Musicians with the Minnesota Orchestra held a demonstration yesterday in downtown Minneapolis to mark the one-year anniversary of the lockout imposed by the orchestra management in the Minnesota Orchestra Association (MOA) on October 1, 2012.
Hundreds of supporters attended the rally. Although demonstrators met to celebrate the resilience of the locked-out musicians—who have gone without pay or benefits—the event was held under conditions in which the very future of the orchestra is in question.
Earlier in the day, music director and famed Finnish composer Osmo Vänskä resigned after management rejected the latest concessions offer from the musicians’ union and cancelled planned concerts at Carnegie Hall in New York City. The orchestra has already been seriously wounded by management’s attacks. Vänskä joined 28 musicians who have already left the orchestra due to the lockout.
For 110 years the orchestra has been a pillar of cultural pride for all Minnesotans. It is entirely possible that management’s efforts to shakedown the musicians will lead to its total destruction.
Management marked the one-year anniversary of the lockout by lobbing insult after insult at the musicians. On Monday afternoon, the coterie of bankers and corporate CEOs that comprise the MOA flatly rejected two concession proposals put forward by the musicians’ union, which would have cut wages by up to 15 percent. After rejecting the contracts and walking out of negotiations, the MOA immediately telephoned Carnegie Hall, where the musicians were scheduled to play in November, to unilaterally cancel the appearances.
The actions of the orchestra bosses are motivated in part by a desire to make an example of the musicians, who last weekend repudiated management’s proposal for a 25 percent pay cut with a courageous 60-0 vote. However, management’s hostility to the musicians is motivated by a hostility to the cultural rights of the entire population of Minneapolis. Like their brethren in Detroit, who are plotting to sell-off the art in the Detroit Institute of Art to pay off bondholders, the representatives of the MOA believe that art is a privilege that should be available only to the wealthy.
The union representing the musicians flew in Ray Hair, the president of the American Federation of Musicians, to speak at the rally.
Hair’s speech was full of hollow demagogy. Completely absent was any criticism of the Democratic Party (known in Minnesota as the DFL), which controls the Minneapolis political machine. Both DFL governor Mark Dayton and DFL Mayor R.T. Rybek have come out in tacit opposition to the musicians, claiming that management and musicians have equally valid points. In reality, nothing could be further from the truth.
In an attempt to direct opposition to the attack being waged against the musicians into safe, nonthreatening channels, Hair called on musicians and supporters to boycott Wells Fargo Bank and Carlyle Food Group. Hair also called on musicians to cancel their electricity accounts with Xcel Energy—Minneapolis’ only energy provider.
A Socialist Equality Party campaign team intervened in yesterday’s demonstration.
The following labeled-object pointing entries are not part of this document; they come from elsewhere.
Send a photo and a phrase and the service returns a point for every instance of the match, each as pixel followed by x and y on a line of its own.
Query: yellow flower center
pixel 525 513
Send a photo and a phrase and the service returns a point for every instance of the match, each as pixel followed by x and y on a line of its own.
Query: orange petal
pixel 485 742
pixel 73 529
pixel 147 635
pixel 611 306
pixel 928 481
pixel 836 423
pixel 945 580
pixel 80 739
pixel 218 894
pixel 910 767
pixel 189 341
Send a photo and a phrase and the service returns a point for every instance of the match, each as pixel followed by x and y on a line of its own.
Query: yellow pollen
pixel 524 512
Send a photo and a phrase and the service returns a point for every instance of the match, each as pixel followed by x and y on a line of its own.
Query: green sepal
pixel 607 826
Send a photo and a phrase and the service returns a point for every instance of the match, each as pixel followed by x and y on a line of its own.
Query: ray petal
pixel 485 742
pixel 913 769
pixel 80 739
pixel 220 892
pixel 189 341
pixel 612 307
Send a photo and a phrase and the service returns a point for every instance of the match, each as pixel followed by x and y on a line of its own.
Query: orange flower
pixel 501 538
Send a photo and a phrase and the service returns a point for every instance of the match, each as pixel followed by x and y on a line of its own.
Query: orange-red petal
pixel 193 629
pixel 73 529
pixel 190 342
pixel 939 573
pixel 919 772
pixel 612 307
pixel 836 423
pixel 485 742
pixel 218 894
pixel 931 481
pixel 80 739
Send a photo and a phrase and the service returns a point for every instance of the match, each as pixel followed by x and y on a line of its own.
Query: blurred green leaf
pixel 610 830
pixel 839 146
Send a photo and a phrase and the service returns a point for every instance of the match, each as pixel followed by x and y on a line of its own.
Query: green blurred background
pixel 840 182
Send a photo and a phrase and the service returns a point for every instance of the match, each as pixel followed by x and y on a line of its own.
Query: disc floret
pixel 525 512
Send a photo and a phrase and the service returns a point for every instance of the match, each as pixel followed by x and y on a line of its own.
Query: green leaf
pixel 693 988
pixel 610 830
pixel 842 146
Campaigners were immediately approached by a small handful of union bureaucrats, who told them to leave and said that they were not welcome at the demonstration. From musicians and other demonstrators, however, the campaigners were met with support. Many thanked SEP campaigners for attending the demonstration and distributing material.
“I played with the Minnesota Orchestra, and I was a career musician for 29 years,” violinist David Wright told the World Socialist Web Site. “I heard from [MOA board member] Jim Davis last year, and I knew that this was not going to go well, so I left and took a severely reduced pension, with a cut of 11 percent.”
In reply to a comment by SEP campaigners that workers in the outlying areas have responded positively to the campaign being waged by the SEP in the musicians’ defense, David said: “It’s only the press that is controlled by the same banks that run the orchestra that attack the musicians. There is a complete lack of respect and a complete lack of understanding. They are selling-off the very infrastructure of the [Twin] Cities [Of Minneapolis and St. Paul], and the wealthy don’t even pay their goddamn taxes!”
Jim, who works downtown, said: “I don’t buy the claim that there is no money. I don’t buy that for one second. There is plenty of money for a new [$50 million orchestra hall] building. There is always enough money for the executives.”
Alisha, a local resident, added, “The musicians should be allowed to play. Art and music are very important parts of our culture, and they should not be stifled for economic and financial reasons. There is always money for art and culture, it’s just not being allocated.”
The orchestra’s lead cellist, Tony Ross, told the WSWS: “We are defending classical music and the mission of the institution. Management believes in a building—they don’t believe in artists. The former chair of the board of directors of the MOA is Richard Davis. He is a supporter of Wisconsin Governor [Scott Walker, who has led numerous attacks on workers]. That is what this is about.”
“Orchestras are by nature collectives that make amazing art together. I don’t know of another art form that gathers artists together like we do.”
When asked about the role of the DFL in supporting management, Ross responded: “Someone needs to answer what the DFL stands for.”
Carolyn, a piano teacher, said, “This is a nationwide phenomenon. The rumblings have already started. I’ve been telling people: You’ve got to start reading about the French Revolution. I don’t know when it will come, but it will.”